Giving myself permission to grieve it. This sounds small but it wasn’t. I spent so long telling myself I was being silly that I never actually processed any of it. The moment I let myself properly sit with the grief, I stopped fighting it, and that weirdly made it easier to move forward. You don’t have to be fine with it. You’re allowed to be not fine with it.
Getting information (carefully). I say carefully because the internet is an absolute minefield when it comes to hair loss. But getting an actual diagnosis from a dermatologist, understanding what I was dealing with, having a plan even if the plan was imperfect, that gave me something to hold onto. Feeling like I had some agency back helped enormously. Not because I fixed it. But because I wasn’t just falling anymore.
Resources worth knowing about: Alopecia UK is brilliant if you want peer support and community, and their resources around the emotional side of hair loss are genuinely good. And honestly, the hair loss subreddits and Facebook groups (search female hair loss or androgenic alopecia) are full of real people who will make you feel so much less alone at 11pm when you need it most.
You’re not vain. You’re human.
I want to say that one more time because I think a lot of us need to hear it.

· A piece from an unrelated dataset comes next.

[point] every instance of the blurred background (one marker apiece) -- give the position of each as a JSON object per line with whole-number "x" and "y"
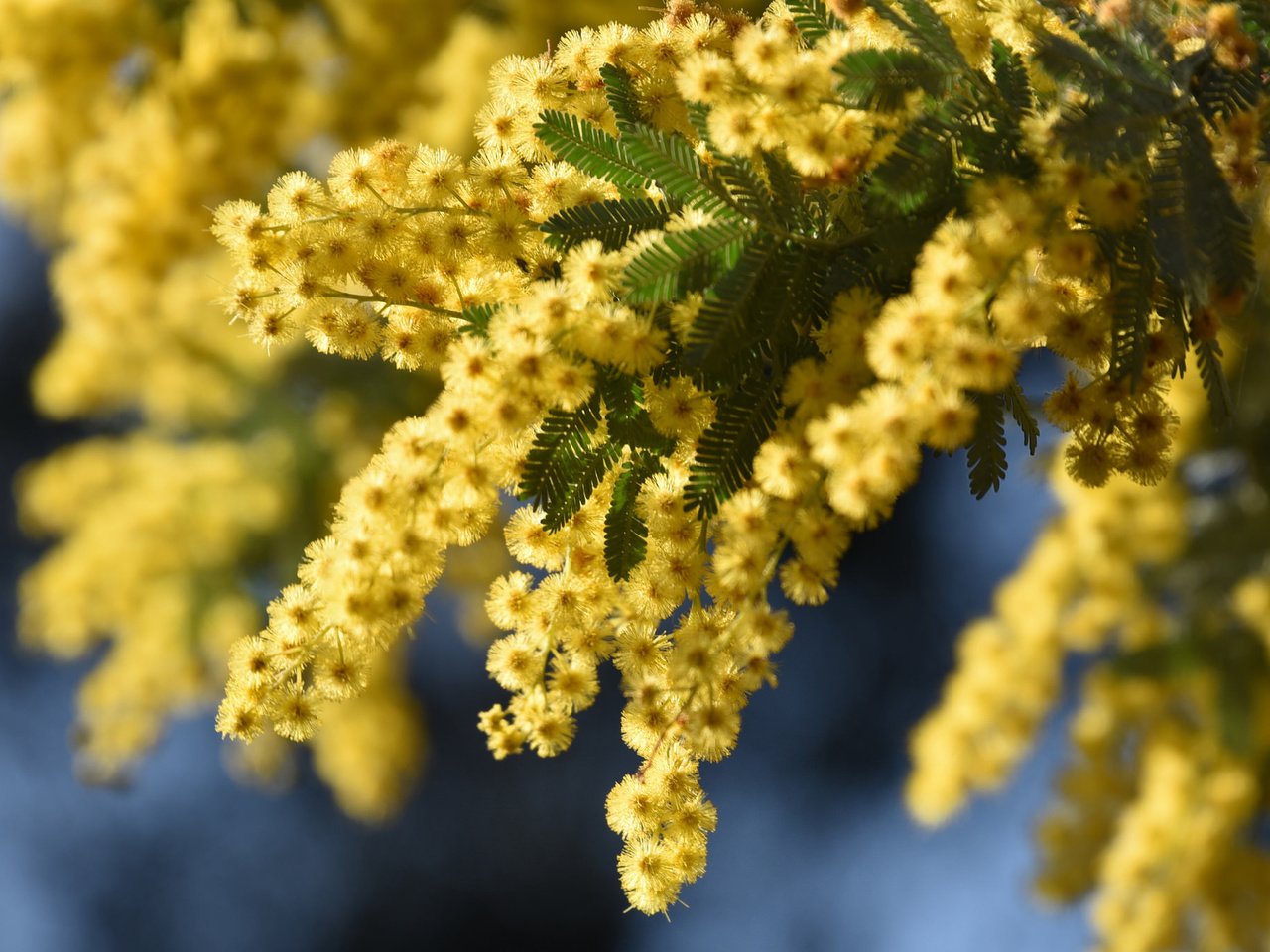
{"x": 813, "y": 852}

Caring about your hair doesn’t make you shallow. Being devastated by losing it doesn’t make you vain. Hair is tied to how we feel about ourselves in ways that go really deep, and when it changes, it makes sense that we feel it. Profoundly.
The world is fairly shit at acknowledging that. It treats female hair loss as either a minor cosmetic inconvenience or something to be fixed clinically, and doesn’t leave much room for the emotional reality in between. Which is that it’s a lot. It’s genuinely a lot.
If you’re in the thick of it right now, I see you. And I really hope you’re being a bit kinder to yourself than I was.